A native of Komoka, Ont., Szynkaruk moved to Grand Forks in 2017 and took over his family practice a year later. In the course of treating patients and building relationships in the community, he became interested in the Border Bruins and began looking at ways to help boost the prospects of his local team.
He soon learned that new energy and financial resources were needed to ensure the organization’s long-term viability, and felt that private ownership can make the program more competitive and attract a community that loves its hockey back to the Jack Goddard Memorial Arena.
“The first thing is that the Border Bruins is a legacy team,” says Szynkaruk on what it means to him to own the franchise.
“It comes with an immense amount of pride to be involved with something that has been run successfully for that long. The team means a great deal for the community, so as somebody who’s immersed in the well-being of folks in town I think this investment to make the on-ice product the best possible in Junior B is wonderful to be part of.”
Szynkaruk is not taking the responsibility of running the Border Bruins lightly. Since moving to Grand Forks, it’s been important for him and wife Tracey to become engaged in the community. Taking sole ownership is a “great opportunity to invest and give back to our community”, he says.
“Everything I put my mark on I am going to put in my best and a lot of what ownership comes down to is having a sustainable financial future,” says Szynkaruk, while looking after sons Theo, two, and Will, aged five-months.
“I was able to offer that in addition to my relationships in the community to bolster the resource pool that the players will have. I think that if we could have some moderate to good years, people will come back to support the club and the boys.”
“I take it as a vote of confidence from folks in the community who have become not only my patients and colleagues, but also my friends. It means a lot on my end for them to pick me as the guy for the job. My vision with every project I have ever been involved with is to bring it to the next level.”

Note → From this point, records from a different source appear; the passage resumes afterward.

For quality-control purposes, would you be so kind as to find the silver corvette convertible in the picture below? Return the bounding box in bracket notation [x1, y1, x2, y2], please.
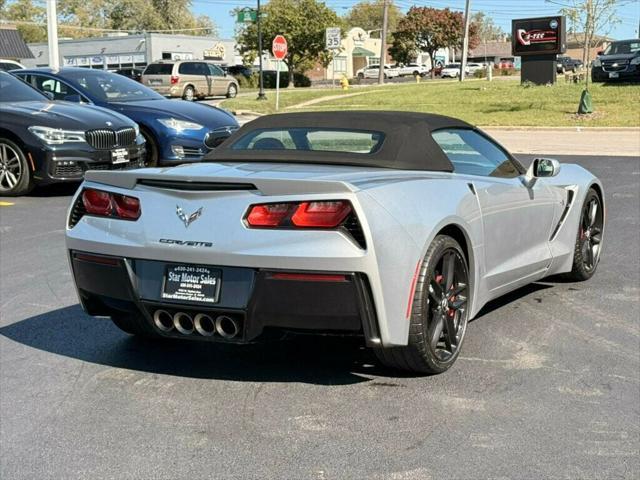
[66, 112, 605, 373]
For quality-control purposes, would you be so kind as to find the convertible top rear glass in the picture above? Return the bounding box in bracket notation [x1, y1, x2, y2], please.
[205, 111, 473, 172]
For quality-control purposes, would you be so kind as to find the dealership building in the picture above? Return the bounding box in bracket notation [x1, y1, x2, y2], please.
[23, 33, 242, 70]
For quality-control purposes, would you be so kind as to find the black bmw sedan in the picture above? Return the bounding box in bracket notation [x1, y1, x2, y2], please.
[0, 72, 145, 196]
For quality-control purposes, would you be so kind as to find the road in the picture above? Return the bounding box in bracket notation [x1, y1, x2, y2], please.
[0, 157, 640, 480]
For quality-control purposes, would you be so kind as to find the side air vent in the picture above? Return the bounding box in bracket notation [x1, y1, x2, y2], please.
[137, 178, 257, 192]
[342, 212, 367, 249]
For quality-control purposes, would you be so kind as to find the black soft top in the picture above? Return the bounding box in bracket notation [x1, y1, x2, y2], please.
[205, 110, 474, 172]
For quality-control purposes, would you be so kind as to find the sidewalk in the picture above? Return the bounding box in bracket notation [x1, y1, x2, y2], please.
[481, 127, 640, 158]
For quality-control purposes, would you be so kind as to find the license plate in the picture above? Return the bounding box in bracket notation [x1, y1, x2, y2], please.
[162, 265, 222, 303]
[111, 148, 129, 163]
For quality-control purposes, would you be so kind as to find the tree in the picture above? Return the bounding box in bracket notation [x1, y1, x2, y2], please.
[560, 0, 628, 65]
[345, 0, 402, 38]
[471, 12, 505, 62]
[236, 0, 342, 85]
[389, 32, 419, 64]
[397, 7, 478, 78]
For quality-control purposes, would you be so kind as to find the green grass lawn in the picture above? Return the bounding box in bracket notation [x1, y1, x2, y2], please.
[222, 78, 640, 127]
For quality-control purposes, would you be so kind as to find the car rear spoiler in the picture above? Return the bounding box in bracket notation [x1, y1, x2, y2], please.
[85, 170, 359, 195]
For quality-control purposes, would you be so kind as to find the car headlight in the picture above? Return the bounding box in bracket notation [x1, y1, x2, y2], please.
[29, 126, 87, 145]
[158, 118, 204, 132]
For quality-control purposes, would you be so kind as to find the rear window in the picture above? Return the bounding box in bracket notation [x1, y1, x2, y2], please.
[231, 128, 384, 155]
[143, 63, 173, 75]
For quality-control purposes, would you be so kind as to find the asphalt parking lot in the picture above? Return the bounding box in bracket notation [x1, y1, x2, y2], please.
[0, 157, 640, 480]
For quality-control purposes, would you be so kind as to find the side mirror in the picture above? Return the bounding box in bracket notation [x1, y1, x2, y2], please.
[64, 94, 82, 103]
[524, 158, 560, 188]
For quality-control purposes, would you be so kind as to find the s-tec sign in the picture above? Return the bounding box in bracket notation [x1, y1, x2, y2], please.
[511, 17, 567, 56]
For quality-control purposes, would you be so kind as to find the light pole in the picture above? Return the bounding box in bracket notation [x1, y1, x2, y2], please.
[256, 0, 267, 100]
[378, 0, 389, 85]
[47, 0, 60, 70]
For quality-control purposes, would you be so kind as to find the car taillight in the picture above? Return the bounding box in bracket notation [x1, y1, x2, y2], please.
[246, 200, 352, 228]
[291, 200, 351, 228]
[82, 188, 141, 220]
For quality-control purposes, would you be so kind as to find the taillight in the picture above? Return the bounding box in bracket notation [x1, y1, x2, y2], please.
[82, 188, 141, 220]
[291, 200, 351, 228]
[246, 200, 352, 228]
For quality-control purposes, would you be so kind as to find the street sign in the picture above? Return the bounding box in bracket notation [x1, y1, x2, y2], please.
[325, 27, 342, 50]
[271, 35, 287, 60]
[236, 8, 258, 23]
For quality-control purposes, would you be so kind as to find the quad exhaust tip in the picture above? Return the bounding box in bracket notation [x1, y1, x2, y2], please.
[173, 312, 194, 335]
[153, 310, 173, 332]
[153, 310, 240, 340]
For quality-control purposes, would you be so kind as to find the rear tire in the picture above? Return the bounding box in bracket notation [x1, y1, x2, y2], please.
[565, 188, 604, 282]
[374, 235, 471, 374]
[0, 138, 33, 197]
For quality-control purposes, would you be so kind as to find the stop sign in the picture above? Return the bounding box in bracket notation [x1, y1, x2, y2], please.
[271, 35, 287, 60]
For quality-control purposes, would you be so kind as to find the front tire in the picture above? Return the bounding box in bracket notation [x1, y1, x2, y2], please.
[0, 138, 33, 197]
[375, 235, 471, 374]
[566, 188, 604, 282]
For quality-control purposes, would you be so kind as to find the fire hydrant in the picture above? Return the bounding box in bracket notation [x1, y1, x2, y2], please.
[340, 75, 349, 90]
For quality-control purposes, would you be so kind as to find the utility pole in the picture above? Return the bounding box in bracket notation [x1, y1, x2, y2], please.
[378, 0, 389, 85]
[47, 0, 60, 70]
[460, 0, 471, 82]
[256, 0, 267, 100]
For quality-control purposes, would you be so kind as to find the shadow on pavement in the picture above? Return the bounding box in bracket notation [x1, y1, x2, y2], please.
[0, 305, 384, 385]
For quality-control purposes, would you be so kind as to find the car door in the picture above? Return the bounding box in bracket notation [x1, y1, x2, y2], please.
[433, 129, 560, 297]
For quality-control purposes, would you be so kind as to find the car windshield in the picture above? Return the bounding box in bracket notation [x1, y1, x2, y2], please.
[0, 72, 49, 102]
[604, 40, 640, 55]
[231, 128, 384, 154]
[60, 68, 164, 102]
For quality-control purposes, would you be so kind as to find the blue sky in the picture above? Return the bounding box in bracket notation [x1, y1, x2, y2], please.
[192, 0, 640, 39]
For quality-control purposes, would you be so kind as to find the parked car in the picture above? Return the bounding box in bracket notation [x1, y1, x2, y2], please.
[142, 60, 240, 101]
[440, 63, 469, 78]
[114, 68, 142, 82]
[0, 72, 145, 196]
[556, 55, 583, 73]
[0, 58, 25, 72]
[356, 65, 399, 78]
[396, 63, 429, 77]
[222, 65, 253, 78]
[65, 111, 605, 374]
[13, 68, 238, 166]
[591, 39, 640, 82]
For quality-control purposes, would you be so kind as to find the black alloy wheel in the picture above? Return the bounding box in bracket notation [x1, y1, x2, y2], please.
[374, 235, 472, 374]
[566, 188, 604, 281]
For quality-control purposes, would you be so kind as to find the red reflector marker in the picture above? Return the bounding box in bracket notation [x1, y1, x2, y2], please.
[271, 272, 347, 282]
[82, 188, 113, 216]
[113, 195, 140, 220]
[247, 203, 292, 227]
[291, 200, 351, 228]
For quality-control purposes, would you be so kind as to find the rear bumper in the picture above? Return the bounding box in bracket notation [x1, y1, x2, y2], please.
[69, 250, 380, 344]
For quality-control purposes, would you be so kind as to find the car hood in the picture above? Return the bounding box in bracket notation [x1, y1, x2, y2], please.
[2, 100, 134, 130]
[110, 99, 238, 128]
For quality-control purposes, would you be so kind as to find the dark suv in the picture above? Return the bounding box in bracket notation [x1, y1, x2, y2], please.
[556, 55, 583, 73]
[591, 39, 640, 82]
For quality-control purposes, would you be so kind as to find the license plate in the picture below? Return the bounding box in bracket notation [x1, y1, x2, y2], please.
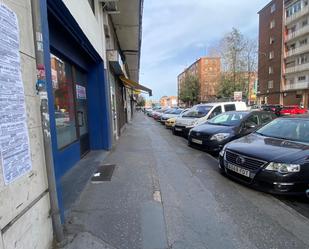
[227, 163, 250, 177]
[192, 138, 203, 144]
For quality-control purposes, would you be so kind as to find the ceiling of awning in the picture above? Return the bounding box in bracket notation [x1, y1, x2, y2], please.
[104, 0, 143, 82]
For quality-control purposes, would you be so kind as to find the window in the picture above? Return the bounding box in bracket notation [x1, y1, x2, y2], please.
[268, 66, 274, 74]
[51, 55, 77, 149]
[269, 51, 275, 59]
[298, 55, 308, 65]
[209, 106, 222, 119]
[224, 104, 236, 112]
[299, 38, 308, 46]
[269, 37, 275, 44]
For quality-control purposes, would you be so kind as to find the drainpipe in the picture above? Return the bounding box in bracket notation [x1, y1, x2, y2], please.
[31, 0, 64, 242]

Szynkaruk plans to reinvest any profits he earns back into the organization for further success.
And his mandate goes beyond owning a team that helps to develop better players on the ice; he believes that molding athletes as young men is just as important, and wants the organization to play a positive role in enhancing the overall strength of the league.
The Border Bruins have a proud history as the only continuous member of the KIJHL since they joined the league in 1969. Among the key figures and players that have shaped the franchise are local legend Ron Areshenekoff, who played for the Border Bruins before advancing to the National Hockey League in 1979.
Other players to come through the organization on the way to the NHL include Glen Merkosky, Rudy Poeschek, Craig Redmond and Kevin Sawyer.
And Szynkaruk’s goal is to have the Border Bruins to be part of the journey for future NHLers as well.
“Once players see the level of investment we’re going to put into them, not only on the ice, but also off of it as well, I think we’re going to start attracting really good players.”
One way he plans to do that is with the team’s education program. Every Border Bruins player who has graduated from high school will be expected to take at least one course at a university or nearby Selkirk College, with their tuition being paid by the organization.
“We want to bring in the best players and people,” says Szynkaruk. “We want to develop them and move them through the pipeline whether that's going to the NCAA or Junior A; that’s the vision I’m setting forth.”